The resulting GMST graph from his calculations is below.

Essentially, he's saying that errors associated with liquid in glass thermometers are so large that we can have no confidence in the global warming trend in the major GMST datasets. Of course, the organizations producing these GMST datasets all evaluate the uncertainties associated with their anomaly values, and their estimates are invariably much smaller - about ±0.05°C in recent decades gradually increasing to ±0.15°C in the late 19th century.[2] These values are also both assessed and published in the peer-reviewed literature. Are all these estimates wrong? Has Patrick Frank discovered something that none of those working with the data have found before? Let's see.

Defining Terms

First let's cover a brief overview of the statistics involved, in very general terms. Frank is attempting to calculate the root-mean-square (RMS) uncertainty at 95% confidence for GMST anomalies. In another post, I talk more about that this means, but essentially what we're after with this calculation is that, given the calculated mean value, we can be 95% confident that the true value falls within the range calculated. So if Frank is right that the during the 20th century the globe warmed 0.74 ± 1.94°C, then we can have very little confidence that the globe has warmed at all, since the range of ± 1.94°C is larger than the calculated mean of 0.74°C. The true value could actually be a negative value to 95% confidence.
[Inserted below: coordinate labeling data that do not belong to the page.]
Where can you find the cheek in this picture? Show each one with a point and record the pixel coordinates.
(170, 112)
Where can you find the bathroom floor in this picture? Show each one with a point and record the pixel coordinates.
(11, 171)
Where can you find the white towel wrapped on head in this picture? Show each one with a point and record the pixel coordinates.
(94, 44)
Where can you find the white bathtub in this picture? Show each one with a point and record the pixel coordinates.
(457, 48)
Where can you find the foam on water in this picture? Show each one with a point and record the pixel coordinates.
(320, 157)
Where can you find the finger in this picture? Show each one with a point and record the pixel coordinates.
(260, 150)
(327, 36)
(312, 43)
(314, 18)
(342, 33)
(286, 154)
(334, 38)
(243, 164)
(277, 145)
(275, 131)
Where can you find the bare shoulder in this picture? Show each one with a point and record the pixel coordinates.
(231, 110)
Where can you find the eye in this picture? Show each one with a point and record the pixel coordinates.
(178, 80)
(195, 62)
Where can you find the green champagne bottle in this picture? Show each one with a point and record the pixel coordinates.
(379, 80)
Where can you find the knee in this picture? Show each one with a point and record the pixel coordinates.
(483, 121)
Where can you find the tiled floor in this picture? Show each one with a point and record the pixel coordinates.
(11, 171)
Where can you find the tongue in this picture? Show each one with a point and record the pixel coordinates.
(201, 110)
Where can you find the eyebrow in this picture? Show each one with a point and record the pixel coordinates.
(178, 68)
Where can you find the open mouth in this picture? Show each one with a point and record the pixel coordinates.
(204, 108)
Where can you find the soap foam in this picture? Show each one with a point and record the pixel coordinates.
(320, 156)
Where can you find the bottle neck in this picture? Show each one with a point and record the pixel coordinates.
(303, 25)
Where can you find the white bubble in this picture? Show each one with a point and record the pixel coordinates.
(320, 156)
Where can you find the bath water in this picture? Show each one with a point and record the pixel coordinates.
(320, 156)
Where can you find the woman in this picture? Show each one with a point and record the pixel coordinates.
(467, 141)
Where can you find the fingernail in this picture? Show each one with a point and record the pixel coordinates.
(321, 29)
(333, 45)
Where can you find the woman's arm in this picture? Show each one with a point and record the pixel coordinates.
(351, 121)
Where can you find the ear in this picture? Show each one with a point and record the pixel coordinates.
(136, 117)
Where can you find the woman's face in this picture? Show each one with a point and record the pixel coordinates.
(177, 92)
Statisticians assess this through calculating a standard deviation (σ). Assuming a normal distribution, 1σ from the mean in both directions will contain 68.2% of the values in the distribution, while a 2σ range includes 95.4% of values the distribution. To calculate the 95% uncertainty, therefore, you can take your 1σ value and multiply it by 1.96; the 95% uncertainty range is slightly less than 2σ. Often this is described generally as the 68-95-99.7 rule, the approximate values for 1σ, 2σ, and 3σ. In many sciences, the 95% uncertainty or ~2σ confidence level is what is required to assess statistical significance.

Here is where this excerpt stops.